Gemma 4 31B-it - RotorQuant AWQ 8-bit
8-bit AWQ-quantized version of google/gemma-4-31B-it (31B dense, instruction-tuned) with RotorQuant KV-cache quantization. AWQ (Activation-aware Weight Quantization) is an activation-aware method optimal for GPU inference. The 8-bit variant keeps quality very close to FP16 while halving VRAM usage, and RotorQuant delivers 5.3x faster prefill and 28% faster decode vs TurboQuant.
Approximate model size: ~31 GB
Note: RotorQuant KV cache modes (
planar3,iso3) require the RotorQuant fork or the llama-cpp-turboquant fork. The AWQ weights themselves load cleanly in stock AutoAWQ / vLLM; RotorQuant KV-cache kernels are opt-in.
Model Specifications
| Property | Value |
|---|---|
| Base Model | google/gemma-4-31B-it |
| Parameters | ~31 billion |
| Architecture | Dense transformer, instruction-tuned |
| Modality | Multimodal: image + text input, text output |
| License | Apache 2.0 |
| Weight Quantization | AWQ 8-bit (~31 GB) |
| Group Size | 128 |
| KV-Cache Quantization | RotorQuant (planar3 / iso3) |
| Framework | transformers + AutoAWQ / vLLM |
Quickstart
AutoAWQ
from awq import AutoAWQForCausalLM
from transformers import AutoTokenizer
model = AutoAWQForCausalLM.from_quantized(
"majentik/gemma-4-31B-it-RotorQuant-AWQ-8bit",
device_map="auto",
fuse_layers=True,
)
tokenizer = AutoTokenizer.from_pretrained("majentik/gemma-4-31B-it-RotorQuant-AWQ-8bit")

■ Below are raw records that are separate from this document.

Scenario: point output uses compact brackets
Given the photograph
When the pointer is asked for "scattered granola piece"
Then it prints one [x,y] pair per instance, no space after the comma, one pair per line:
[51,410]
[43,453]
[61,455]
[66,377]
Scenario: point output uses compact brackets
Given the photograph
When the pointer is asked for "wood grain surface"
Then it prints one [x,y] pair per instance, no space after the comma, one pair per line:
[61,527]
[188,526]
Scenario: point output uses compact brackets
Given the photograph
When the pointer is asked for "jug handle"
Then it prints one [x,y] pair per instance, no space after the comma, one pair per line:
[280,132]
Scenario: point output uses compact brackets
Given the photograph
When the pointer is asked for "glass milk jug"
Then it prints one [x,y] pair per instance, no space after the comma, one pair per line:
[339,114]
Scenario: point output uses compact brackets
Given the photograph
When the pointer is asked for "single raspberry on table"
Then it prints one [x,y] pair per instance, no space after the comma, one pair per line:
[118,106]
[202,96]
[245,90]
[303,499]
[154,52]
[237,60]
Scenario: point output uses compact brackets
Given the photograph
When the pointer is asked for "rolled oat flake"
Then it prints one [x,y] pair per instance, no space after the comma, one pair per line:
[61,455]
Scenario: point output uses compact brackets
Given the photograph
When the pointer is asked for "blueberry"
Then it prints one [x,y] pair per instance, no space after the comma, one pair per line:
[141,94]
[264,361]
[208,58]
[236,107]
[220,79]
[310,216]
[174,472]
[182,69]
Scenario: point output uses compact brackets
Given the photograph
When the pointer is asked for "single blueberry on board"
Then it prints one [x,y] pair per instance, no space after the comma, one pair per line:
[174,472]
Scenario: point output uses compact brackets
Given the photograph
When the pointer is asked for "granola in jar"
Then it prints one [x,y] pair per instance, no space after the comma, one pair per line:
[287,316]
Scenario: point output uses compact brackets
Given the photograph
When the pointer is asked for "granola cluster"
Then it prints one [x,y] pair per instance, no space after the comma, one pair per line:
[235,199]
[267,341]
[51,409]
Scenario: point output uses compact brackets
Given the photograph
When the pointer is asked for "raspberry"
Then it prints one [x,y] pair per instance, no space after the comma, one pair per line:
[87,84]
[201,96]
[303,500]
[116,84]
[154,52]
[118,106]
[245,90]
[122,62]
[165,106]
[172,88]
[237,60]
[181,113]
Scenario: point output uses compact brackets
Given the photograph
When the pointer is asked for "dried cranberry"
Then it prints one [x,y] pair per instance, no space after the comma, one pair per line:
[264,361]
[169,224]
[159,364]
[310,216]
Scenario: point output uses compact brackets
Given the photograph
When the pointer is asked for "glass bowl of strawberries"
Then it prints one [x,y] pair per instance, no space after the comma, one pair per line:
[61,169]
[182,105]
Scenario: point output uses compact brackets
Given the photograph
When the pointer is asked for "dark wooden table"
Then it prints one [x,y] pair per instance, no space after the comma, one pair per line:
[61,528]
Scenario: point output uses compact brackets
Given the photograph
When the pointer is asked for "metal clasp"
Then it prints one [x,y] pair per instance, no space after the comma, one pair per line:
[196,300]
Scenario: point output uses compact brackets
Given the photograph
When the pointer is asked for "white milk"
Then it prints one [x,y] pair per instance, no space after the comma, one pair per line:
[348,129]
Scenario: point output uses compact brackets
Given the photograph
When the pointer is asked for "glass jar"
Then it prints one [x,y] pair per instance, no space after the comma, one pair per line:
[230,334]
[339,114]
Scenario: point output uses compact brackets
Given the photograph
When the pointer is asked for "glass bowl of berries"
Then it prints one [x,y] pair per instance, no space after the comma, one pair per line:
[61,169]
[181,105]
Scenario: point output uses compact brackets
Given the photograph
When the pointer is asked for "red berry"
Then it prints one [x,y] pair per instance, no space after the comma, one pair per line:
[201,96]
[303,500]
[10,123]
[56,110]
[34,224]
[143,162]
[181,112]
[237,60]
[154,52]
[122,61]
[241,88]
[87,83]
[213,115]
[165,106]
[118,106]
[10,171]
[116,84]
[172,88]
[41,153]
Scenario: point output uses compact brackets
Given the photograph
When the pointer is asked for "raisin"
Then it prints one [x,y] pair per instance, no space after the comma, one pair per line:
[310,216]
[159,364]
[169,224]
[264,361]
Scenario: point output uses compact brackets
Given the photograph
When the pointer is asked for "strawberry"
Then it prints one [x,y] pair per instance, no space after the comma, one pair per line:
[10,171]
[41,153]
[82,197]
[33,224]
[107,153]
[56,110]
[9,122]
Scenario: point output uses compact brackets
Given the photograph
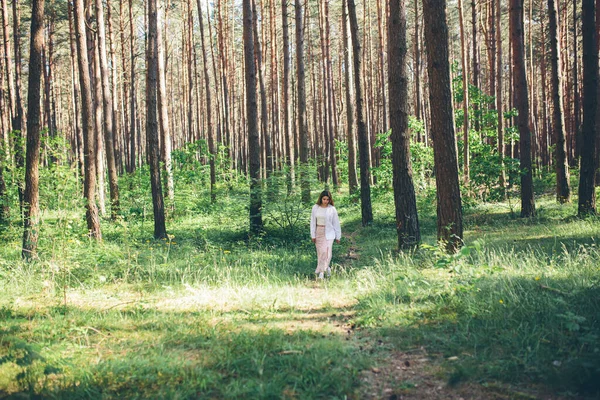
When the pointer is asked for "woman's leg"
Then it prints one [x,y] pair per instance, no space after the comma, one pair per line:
[324,248]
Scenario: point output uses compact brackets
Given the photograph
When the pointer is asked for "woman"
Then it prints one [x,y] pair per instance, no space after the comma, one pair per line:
[324,229]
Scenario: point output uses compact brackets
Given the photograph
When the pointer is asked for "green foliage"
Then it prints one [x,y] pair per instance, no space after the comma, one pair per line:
[209,313]
[421,160]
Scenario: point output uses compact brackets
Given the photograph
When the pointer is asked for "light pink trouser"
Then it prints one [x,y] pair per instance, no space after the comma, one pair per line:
[324,247]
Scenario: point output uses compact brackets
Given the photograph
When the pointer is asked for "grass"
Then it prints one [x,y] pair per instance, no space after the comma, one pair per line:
[209,314]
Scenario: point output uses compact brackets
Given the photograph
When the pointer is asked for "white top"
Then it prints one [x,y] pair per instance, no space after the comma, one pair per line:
[321,215]
[333,229]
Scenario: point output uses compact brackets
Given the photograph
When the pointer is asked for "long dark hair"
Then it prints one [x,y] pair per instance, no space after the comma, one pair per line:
[323,194]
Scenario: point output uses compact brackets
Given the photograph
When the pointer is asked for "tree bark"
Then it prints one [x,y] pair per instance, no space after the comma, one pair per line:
[352,176]
[407,220]
[92,218]
[587,193]
[163,112]
[133,143]
[252,122]
[364,152]
[465,79]
[301,105]
[17,120]
[160,230]
[31,198]
[108,114]
[522,103]
[209,111]
[563,188]
[498,85]
[449,206]
[285,97]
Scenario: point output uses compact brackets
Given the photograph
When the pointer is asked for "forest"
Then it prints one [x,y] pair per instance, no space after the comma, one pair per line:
[158,165]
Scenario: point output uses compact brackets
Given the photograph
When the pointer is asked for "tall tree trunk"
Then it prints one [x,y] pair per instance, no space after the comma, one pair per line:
[260,69]
[407,220]
[285,97]
[449,206]
[465,73]
[301,104]
[363,139]
[381,12]
[98,114]
[475,61]
[92,218]
[76,94]
[209,111]
[133,143]
[522,103]
[17,121]
[252,122]
[499,106]
[330,103]
[31,198]
[160,230]
[563,189]
[163,112]
[108,114]
[352,177]
[117,127]
[587,193]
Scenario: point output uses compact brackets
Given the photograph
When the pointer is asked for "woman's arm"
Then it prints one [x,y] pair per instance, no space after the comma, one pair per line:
[336,225]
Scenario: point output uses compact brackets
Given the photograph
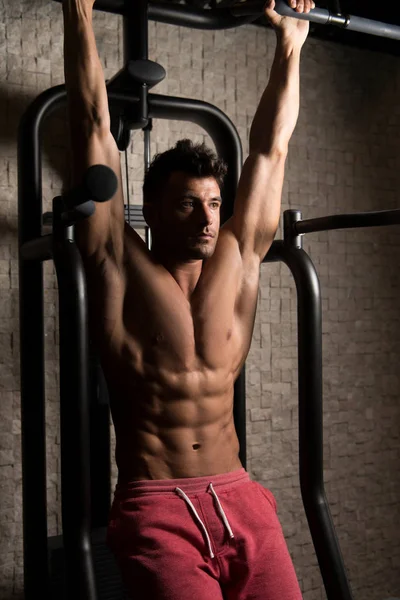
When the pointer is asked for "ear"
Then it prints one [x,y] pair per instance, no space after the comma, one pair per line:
[150,214]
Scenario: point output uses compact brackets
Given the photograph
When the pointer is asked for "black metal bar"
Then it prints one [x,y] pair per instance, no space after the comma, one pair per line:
[135,29]
[310,418]
[351,22]
[368,219]
[74,412]
[178,14]
[31,312]
[228,145]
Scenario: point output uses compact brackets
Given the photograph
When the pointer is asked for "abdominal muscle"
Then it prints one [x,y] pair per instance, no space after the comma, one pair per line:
[171,436]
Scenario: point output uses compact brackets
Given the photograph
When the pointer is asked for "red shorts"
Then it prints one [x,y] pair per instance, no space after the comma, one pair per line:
[176,539]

messages = [{"role": "user", "content": "Draft a launch announcement for a new API product."}]
inputs = tokenizer.apply_chat_template(messages, return_tensors="pt", add_generation_prompt=True).to(model.device)
out = model.generate(inputs, max_new_tokens=512)
print(tokenizer.decode(out[0], skip_special_tokens=True))
vLLM
vllm serve majentik/gemma-4-31B-it-RotorQuant-AWQ-8bit \
--quantization awq_marlin \
--tensor-parallel-size 1 \
--max-model-len 8192
With RotorQuant KV cache (fork)
from rotorquant import RotorQuantCache
cache = RotorQuantCache(model, mode="iso3") # or "planar3"
What is RotorQuant?
RotorQuant is a high-performance KV-cache quantization method using block-diagonal Clifford-algebra rotors. Combined with AWQ 8-bit weights, it delivers near-FP16 quality at roughly half the VRAM cost, with RotorQuant's compressed KV cache further reducing long-context memory.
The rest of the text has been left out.